Filming in Langley Township is up from 2011, bringing more jobs to the community and revenues to local businesses.
"It has been a busy year," said Val Gafka, manager of engineering and business services for the Township.
"We average approximately 60 productions a year," noted Gafka, who looked at the statistics from 2009 to 2011.
This year, there have already been 60 productions visiting Langley Township, and the busy fall filming season has yet to begin.
Traditionally, a number of film crews descend on Langley in the fall, either to film Christmas TV movies and specials, or to capture the fall foliage, especially in Fort Langley.
The increase will bring an economic benefit to local merchants, said Gafka.

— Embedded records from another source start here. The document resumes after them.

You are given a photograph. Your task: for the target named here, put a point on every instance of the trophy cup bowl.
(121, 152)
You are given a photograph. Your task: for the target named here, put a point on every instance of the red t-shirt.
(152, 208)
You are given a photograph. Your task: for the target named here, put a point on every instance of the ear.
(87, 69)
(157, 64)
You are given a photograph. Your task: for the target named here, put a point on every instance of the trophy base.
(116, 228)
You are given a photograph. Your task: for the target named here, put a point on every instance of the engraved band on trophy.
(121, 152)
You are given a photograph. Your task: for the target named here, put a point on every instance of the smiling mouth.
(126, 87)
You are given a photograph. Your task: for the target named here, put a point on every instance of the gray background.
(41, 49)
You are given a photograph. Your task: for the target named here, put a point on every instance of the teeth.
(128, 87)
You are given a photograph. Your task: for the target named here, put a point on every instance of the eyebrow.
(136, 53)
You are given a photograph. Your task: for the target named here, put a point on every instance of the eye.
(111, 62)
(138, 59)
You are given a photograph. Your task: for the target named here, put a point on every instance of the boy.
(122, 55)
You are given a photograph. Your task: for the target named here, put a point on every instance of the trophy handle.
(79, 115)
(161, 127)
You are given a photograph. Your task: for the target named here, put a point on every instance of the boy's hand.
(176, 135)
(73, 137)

Direct spending in the Township by film crews last year amounted to $24 million.
Compare that to 2010, when it was about $18.5 million.
With the number of productions expected to exceed 60 by a significant margin in 2012, the spending should also be greater.
So far there have been about 25 madefor-TV movies filmed at least in part in the Township, along with four feature films either made, in production, or about to begin.
Many of the other productions running around town are TV shows. Each show is counted as one production, whether it films a single scene in Langley, or returns multiple times to film multiple episodes.
Locally made programs like Supernatural and Fringe have returned repeatedly and used multiple locations over the years.
In Fort Langley, the community hall has already been used by the TV show Once Upon a Time, and expects to appear in another of Disney's Buddies movies later this year.
Bob Rogers, a member of the volunteer board that manages the historic hall, said they try to charge no more than the rate for holding a day-long wedding.
Not all film productions have the same resources, he noted.
Using the hall for filming as opposed to community events has "been a balancing thing for us," he said.
However, it has helped fund capital projects over the years.
Gafka said that the variety of types of locations in Langley seems to be one of the major attractions for film crews.
Another is the relatively cheap cost of filming here.
The Township doesn't take much in the way of fees or licensing money from a film crew.
Using roads, trails, or other Township land requires a $100 permit.
Using any other Township facilities, such as a community hall, is also charged for on a per use basis.
"It's quite nominal," said Gafka. There are no filming permits, which keeps costs lower compared to some nearby towns, which have one or more fees, sometimes in addition to licensing costs.
Gafka said the Township has also tried to keep itself a "one-stop shop" for dealing with the requirements of crews. For example, if police will be needed to temporarily close a road or direct traffic, the Township will handle that for the crew and communicate with the local Mounties.